In the House chamber on Monday, Democratic legislators gestured toward that rhetoric as one reason for the necessity of a National Museum of the American Latino.

“Our community has been used as scapegoats for the problems that America faces,” Representative Tony Cárdenas, a Democrat from California, said on the House floor. “The American people deserve to learn the truth of our history and our heritage.”

The effort to establish the museum dates back to 1994, when a report found that the Smithsonian “displays a pattern of willful neglect toward the estimated 25 million Latinos in the United States,” noting that the institution had no museum or permanent exhibition that features Hispanic-American art, culture or history. (That figure has more than doubled. In 2017, there were nearly 60 million Latinos in the United States, equaling about 18 percent of the total population, according to Pew Research Center.)

The report, issued by a 15-member task force that was appointed by the Smithsonian’s secretary himself, cited how few Hispanics had roles in the Smithsonian’s top management or were featured in the “notable Americans” section of the National Portrait Gallery.

Three years later, the Smithsonian Latino Center was created to ensure that the contributions of the demographic were represented throughout the museum system.

But despite calls for a museum dedicated entirely to Latino Americans, it wasn’t until 2008 that Congress passed legislation authorizing a commission to plot out the specifics.

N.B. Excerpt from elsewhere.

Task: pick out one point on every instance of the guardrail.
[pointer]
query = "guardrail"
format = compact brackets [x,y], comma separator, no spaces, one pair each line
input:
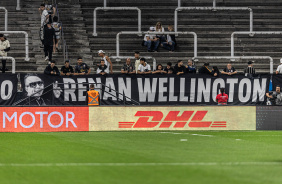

At the time, the National Museum of the American Indian had recently opened and the National Museum of African American History and Culture was in the works, contributing to an unwillingness in Washington to offer the same level of federal funding to another new museum.

The report by the commission, released in 2011, proposed a 310,000-square-foot building, roughly the same size as the African-American museum, that would be situated prominently on the National Mall. It assured legislators that the museum would need no federal appropriations in the first six years after it was established, relying instead on private funding. The report estimated that the project would cost $600 million and set a private fund-raising goal of $300 million. The commission identified possible locations on the National Mall where the museum could be constructed, but nothing has been finalized.

The plan that was passed in the House bill on Monday, however, involved the government providing funds to reach 50 percent of the money needed for the design and construction of the museum, the same financial model that was used for the African-American museum. (The government paid for two-thirds of the American Indian museum.)

Henry R. Muñoz III, who chaired the commission and was chair of the Smithsonian Latino Center, said that the success of those museums has shown that the funding model worked and should be replicated for the Latino museum.

Legislators from both parties celebrated the passage of the bill as a milestone for the effort; in particular, the bill’s lead sponsor on the Democratic side, Representative José E. Serrano of New York, who is nearing retirement, framed it as a sort of capstone on his 30-year career in the House, urging the Senate to “finish the job.”

In a statement, Senator Cornyn, the lead sponsor of the legislation in the Senate, said that “I look forward to making that a reality.”

Congressional approval would be an important step for the museum, but the road ahead remains long if the process unfolds as it did in the case of the Museum of African American History and Culture. The legislation establishing the museum and the council that would shepherd its creation passed in 2003. The building itself opened in 2016.

“This is far from over and it will take many years,” Mr. Muñoz said. “But I think that this is a recognition of the importance of our community to the building of this country.”